After the Grand Prix last week, many first-time tourists visited one of Baltimore’s most famous landmarks. Then, after not able to actually get into the old set of Homicide in Fells Point, they wandered out to Fort McHenry.
There, on this day in 1814, the U.S. flag steadily flew while the British Navy attacked Baltimore harbor, as they had Washington three weeks before.
For amateur poet Francis Scott Key on a British ship eight miles away, it was hard to see anything clearly—like tailgating at Ravens’ Stadium this past Sunday—but the point of the attack was clear. The British laid into Baltimore with everything they had. Powdered wigs and puffy shirts notwithstanding.
When it was all over, British commanders probably felt, as Burt Gummer said of the giant sand worm in the 1990 sci-fi classic Tremors, that at Baltimore they “broke into the wrong damned rec room.”
The failed attack inspired Key to write the lines that took until 1931 to become our national anthem, “The Star Spangled Banner.” Prior to this, at the start of baseball games they were probably wearing out such favorites as “Pop Goes the Weasel.”
About life and death along the Baltimore waterfront, it figures somebody suggested setting Key’s poem to a drinking song. Since “What Do You Do With a Drunken Sailor” was taken, they picked “To Anacreon in Heaven,” a melody apparently impervious to solo delivery by the amplified human voice.

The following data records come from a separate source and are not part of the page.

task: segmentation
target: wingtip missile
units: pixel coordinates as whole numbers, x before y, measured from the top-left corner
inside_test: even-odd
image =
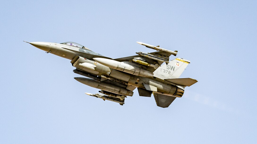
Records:
[[[155,49],[156,50],[162,51],[164,52],[166,52],[166,53],[170,53],[172,55],[174,55],[174,56],[176,56],[178,54],[177,51],[176,50],[175,52],[171,51],[171,50],[161,48],[159,47],[159,46],[155,46],[152,45],[148,44],[147,44],[144,43],[142,43],[142,42],[137,42],[136,43],[138,44],[140,44],[140,45],[144,46],[147,47],[151,48],[152,49]]]
[[[88,92],[85,92],[85,94],[86,94],[87,95],[89,95],[89,96],[94,96],[94,95],[93,95],[93,94],[90,94],[90,93],[88,93]]]
[[[122,105],[125,104],[124,102],[124,100],[123,101],[122,101],[121,100],[121,101],[120,101],[117,100],[117,99],[113,99],[113,98],[112,98],[111,97],[108,96],[106,96],[103,95],[101,95],[101,94],[94,94],[88,92],[85,92],[85,94],[91,96],[93,96],[93,97],[95,97],[97,98],[99,98],[100,99],[102,99],[105,101],[105,100],[107,100],[112,101],[115,102],[117,102],[120,104],[122,104]]]

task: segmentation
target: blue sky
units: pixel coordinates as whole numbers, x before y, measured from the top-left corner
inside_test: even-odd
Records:
[[[255,143],[255,1],[0,2],[0,143]],[[136,90],[89,96],[70,60],[23,42],[77,43],[114,58],[178,51],[199,82],[169,107]],[[175,58],[173,56],[170,59]]]

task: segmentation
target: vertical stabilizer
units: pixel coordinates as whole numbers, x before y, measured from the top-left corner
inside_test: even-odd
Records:
[[[153,72],[153,76],[163,79],[178,78],[190,63],[189,60],[177,58],[158,67]]]

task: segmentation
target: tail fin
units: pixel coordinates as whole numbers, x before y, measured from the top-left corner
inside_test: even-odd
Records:
[[[177,58],[168,65],[163,64],[153,72],[153,76],[163,79],[178,78],[190,63],[189,60]]]

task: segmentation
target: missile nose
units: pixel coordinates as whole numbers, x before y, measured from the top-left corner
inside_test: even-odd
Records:
[[[51,49],[51,43],[50,43],[25,42],[29,43],[33,46],[47,52],[49,52]]]

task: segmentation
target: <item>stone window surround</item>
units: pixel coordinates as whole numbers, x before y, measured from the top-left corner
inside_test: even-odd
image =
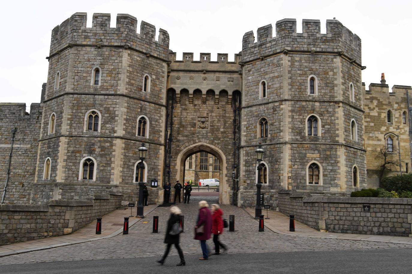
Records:
[[[352,139],[352,122],[355,122],[355,134],[353,134],[354,138]],[[355,141],[355,142],[358,142],[358,123],[356,123],[356,121],[354,119],[352,119],[351,120],[351,123],[349,124],[349,127],[351,128],[351,140],[353,141]]]
[[[53,124],[53,128],[50,128],[50,124],[52,122],[52,117],[54,115],[54,122]],[[54,130],[56,129],[56,113],[53,112],[51,114],[50,114],[50,117],[49,118],[49,128],[47,130],[47,134],[52,134],[54,133]]]
[[[89,122],[89,115],[90,114],[92,111],[96,111],[97,113],[97,115],[99,115],[99,126],[98,127],[97,131],[89,131],[87,130],[87,126],[88,123]],[[83,131],[84,132],[100,132],[100,129],[101,128],[101,123],[102,123],[102,117],[101,113],[100,112],[98,111],[97,109],[93,108],[93,109],[91,109],[89,110],[86,113],[86,115],[84,115],[84,128],[83,129]]]
[[[54,90],[59,88],[60,84],[60,71],[57,71],[54,76]]]
[[[358,185],[355,186],[354,184],[354,182],[353,180],[353,169],[356,167],[356,182],[358,182]],[[358,166],[356,164],[353,165],[352,167],[352,185],[353,186],[353,187],[359,188],[360,184],[359,184],[359,169],[358,168]]]
[[[145,77],[146,76],[147,76],[147,77],[148,78],[148,79],[147,79],[147,90],[146,91],[145,91]],[[150,85],[150,82],[151,81],[152,81],[152,78],[150,77],[150,75],[146,73],[143,76],[143,82],[142,83],[142,91],[143,91],[144,92],[150,92],[150,86],[151,85]]]
[[[93,179],[92,180],[84,179],[83,178],[83,163],[87,159],[91,159],[94,163],[94,166],[93,168]],[[96,181],[96,173],[97,171],[97,162],[96,159],[91,156],[86,156],[80,161],[80,166],[79,168],[79,181]]]
[[[262,96],[262,93],[263,92],[263,91],[262,90],[262,83],[263,83],[264,82],[265,82],[265,83],[266,84],[266,96],[265,96],[265,97],[263,97],[263,96]],[[261,80],[260,81],[260,82],[259,82],[259,99],[262,99],[262,98],[267,98],[267,82],[266,81],[266,80],[265,80],[265,79]]]
[[[309,166],[314,163],[318,165],[319,167],[319,184],[314,184],[309,183]],[[308,186],[321,186],[323,184],[323,170],[322,168],[322,165],[319,163],[319,162],[316,161],[311,161],[306,166],[306,184]]]
[[[355,101],[355,85],[351,82],[349,83],[349,98],[352,102]]]
[[[96,69],[99,69],[99,83],[98,85],[96,85],[94,83],[94,76],[95,73],[96,73]],[[99,66],[95,66],[91,69],[91,77],[90,79],[90,85],[95,85],[95,86],[99,86],[101,83],[101,78],[102,78],[102,69]]]
[[[47,162],[47,161],[50,161],[50,164],[49,166],[49,172],[48,174],[46,174],[46,163]],[[49,180],[50,179],[50,173],[52,170],[52,159],[50,157],[47,157],[44,160],[44,164],[43,167],[43,180]]]
[[[311,116],[314,116],[318,118],[318,135],[316,136],[308,135],[308,119]],[[318,116],[316,114],[311,114],[306,117],[306,119],[305,119],[305,133],[306,136],[308,137],[322,137],[322,121]]]
[[[270,134],[269,134],[269,119],[267,119],[267,117],[266,117],[266,116],[263,116],[263,117],[260,117],[260,118],[259,118],[259,120],[258,120],[258,125],[257,125],[257,127],[256,128],[258,129],[258,130],[256,131],[256,134],[256,134],[256,138],[258,139],[259,139],[260,138],[267,138],[267,137],[263,137],[263,136],[260,136],[260,121],[262,121],[262,119],[266,119],[266,121],[267,122],[267,137],[270,137]]]
[[[310,93],[310,78],[313,77],[315,78],[315,81],[314,83],[314,93],[313,94],[311,94]],[[311,75],[309,75],[309,77],[308,77],[308,95],[311,95],[312,96],[314,95],[318,95],[318,77],[316,77],[316,76],[312,74]]]
[[[146,119],[146,131],[145,132],[145,136],[139,136],[137,135],[138,131],[139,128],[139,120],[142,117],[143,117]],[[147,118],[147,116],[145,115],[140,115],[140,116],[137,117],[137,120],[136,120],[136,136],[139,137],[143,137],[143,138],[149,138],[149,129],[150,128],[150,122],[149,121],[149,118]]]
[[[267,164],[265,161],[260,161],[260,164],[263,164],[266,166],[266,182],[267,182],[266,184],[262,184],[262,185],[267,185],[269,183],[269,165]],[[258,164],[256,164],[256,167],[255,168],[255,184],[258,183]]]
[[[135,183],[139,182],[136,182],[136,172],[137,171],[137,165],[141,161],[139,160],[134,164],[134,172],[133,173],[133,182]],[[147,182],[147,164],[146,162],[143,161],[143,164],[145,166],[145,170],[143,172],[143,181],[144,182]]]

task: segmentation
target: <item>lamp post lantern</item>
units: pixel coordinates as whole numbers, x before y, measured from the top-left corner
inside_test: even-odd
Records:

Imagine Scott Key and his friend, Dr. William Beanes, watching from the deck of the British prison barge on that morning 197 years ago.
Beanes: “Man, that was some shelling!”
Scott Key: “What? My ears are still ringing.”
Beanes: “I say, is that a flag still out there?”
Scott Key (suddenly writing): “Yes, yes, that’s good…”
British Sailor: “Well, so bloody much for my first Black Eyed Susan in Fells Point.”
elizabeth
9:08 am on Tuesday, September 13, 2011
Any piece that can reference Tremors within a historical event is okay in my book.
Jim Burger
9:42 am on Tuesday, September 13, 2011
Seriously. Did they really cancel All My Children?